I agree about the templates issue - I'll need to get multiple stakeholders involved to discuss the best way to do that in the templates though.

benhoyt commented 3 months ago

Probably if I were building the dict inline right above the add_layer call, I'd just use a plain dict. However, given there's a property called _pebble_layer I think the K8s tutorial is probably better -- it's return type would be a "proper" pebble.Layer object. So my take would be to change the template.

But I'd love to hear if @tonyandrewmeyer has good thoughts either way.

tonyandrewmeyer commented 3 months ago

Yeah, given that add_layer will immediately convert a LayerDict to a Layer it doesn't really make much difference.

I agree with both of @benhoyt's points. In addition:

If I was writing from scratch, I would generally use a Layer, because I'd start writing:

def _pebble_layer(self):
    return ops.pebble.Layer({"

And at that point I'd get autocomplete for the fields. However, if you do this:

def _pebble_layer(self) -> ops.pebble.LayerDict:
    return {"

Then you get the autocomplete too, so it's not a strong advantage (I generally prefer the implicit return types).

I prefer it for testing the layer property, too, e.g. this:

assert layer.services["x"].command == 

Rather than

assert layer["services"]["x"]["command"] ==

And also when testing events that need the layer to be present for some reason, e.g.:

layer = ops.pebble.Layer({...})
container = Container(layers={layer})
...
assert layer in state.get_container(container.name).layers

Although this is also not much of an issue since Layers can be compared to LayerDicts, but it feels cleaner to be comparing the same types.

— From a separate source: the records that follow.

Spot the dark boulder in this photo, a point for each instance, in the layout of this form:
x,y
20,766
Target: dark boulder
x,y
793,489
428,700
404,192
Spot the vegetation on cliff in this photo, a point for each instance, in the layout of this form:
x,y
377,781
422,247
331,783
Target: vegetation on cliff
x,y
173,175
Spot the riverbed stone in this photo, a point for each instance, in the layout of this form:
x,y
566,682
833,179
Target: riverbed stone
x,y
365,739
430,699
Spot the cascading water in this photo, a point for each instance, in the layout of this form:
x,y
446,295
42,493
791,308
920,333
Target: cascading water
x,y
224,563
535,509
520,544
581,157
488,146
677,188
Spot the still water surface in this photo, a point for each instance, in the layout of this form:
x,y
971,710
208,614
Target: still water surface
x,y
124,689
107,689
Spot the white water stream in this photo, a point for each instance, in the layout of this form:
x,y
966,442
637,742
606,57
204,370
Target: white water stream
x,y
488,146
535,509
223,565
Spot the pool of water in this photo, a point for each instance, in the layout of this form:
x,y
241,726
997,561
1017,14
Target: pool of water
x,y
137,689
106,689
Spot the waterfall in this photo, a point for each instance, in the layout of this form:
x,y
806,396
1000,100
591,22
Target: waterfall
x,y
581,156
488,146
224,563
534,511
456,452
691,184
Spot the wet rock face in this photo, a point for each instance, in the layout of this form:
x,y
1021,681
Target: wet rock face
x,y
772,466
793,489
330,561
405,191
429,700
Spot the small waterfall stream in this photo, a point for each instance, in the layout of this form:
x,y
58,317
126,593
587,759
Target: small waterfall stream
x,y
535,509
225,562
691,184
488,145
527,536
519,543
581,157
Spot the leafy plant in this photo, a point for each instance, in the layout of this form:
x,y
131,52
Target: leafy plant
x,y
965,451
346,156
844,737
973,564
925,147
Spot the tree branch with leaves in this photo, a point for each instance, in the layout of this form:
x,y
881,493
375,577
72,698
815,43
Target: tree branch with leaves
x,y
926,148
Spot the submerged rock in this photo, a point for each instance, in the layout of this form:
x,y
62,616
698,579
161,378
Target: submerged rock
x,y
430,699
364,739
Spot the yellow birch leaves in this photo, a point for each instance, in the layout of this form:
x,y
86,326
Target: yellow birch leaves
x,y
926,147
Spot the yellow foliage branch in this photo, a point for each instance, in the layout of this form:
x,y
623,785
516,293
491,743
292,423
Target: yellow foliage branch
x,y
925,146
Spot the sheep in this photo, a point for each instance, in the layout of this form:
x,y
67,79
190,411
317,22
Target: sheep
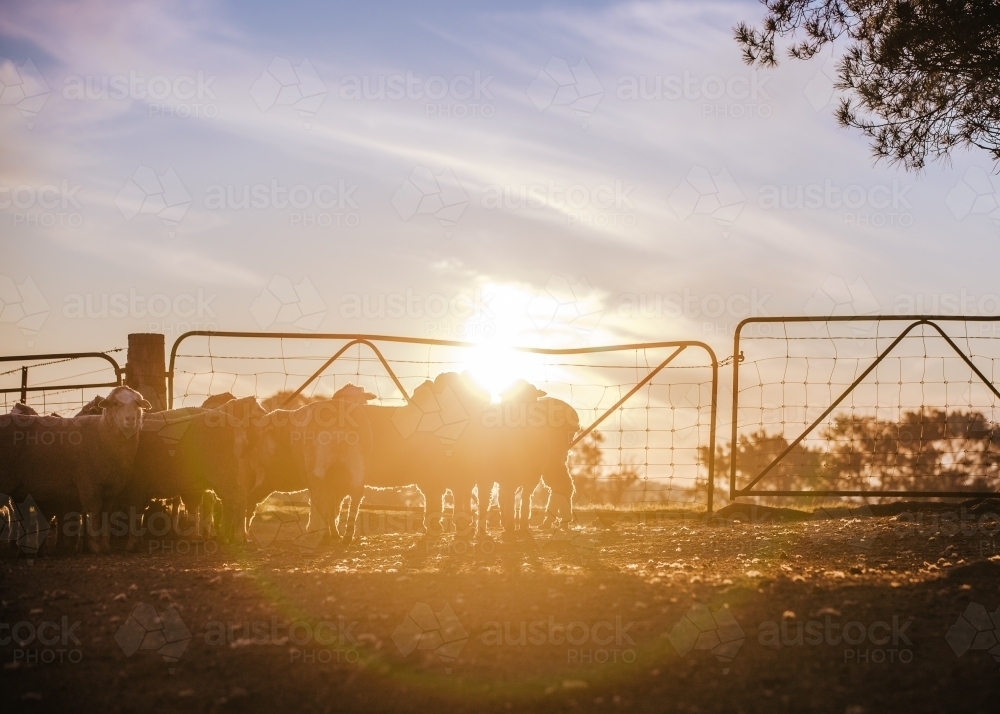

If I didn't know how it was implemented, I think it would also 'feel' stronger - I'd imagine that there could be additional value checking when creating the object and wouldn't know that the object creation happens anyway.

I would definitely not pass a YAML string, unless I was sourcing that from somewhere else (like a file). I think that's in the how-to guide because it's directly stating what's in the reference docs rather than because it's an equally common choice.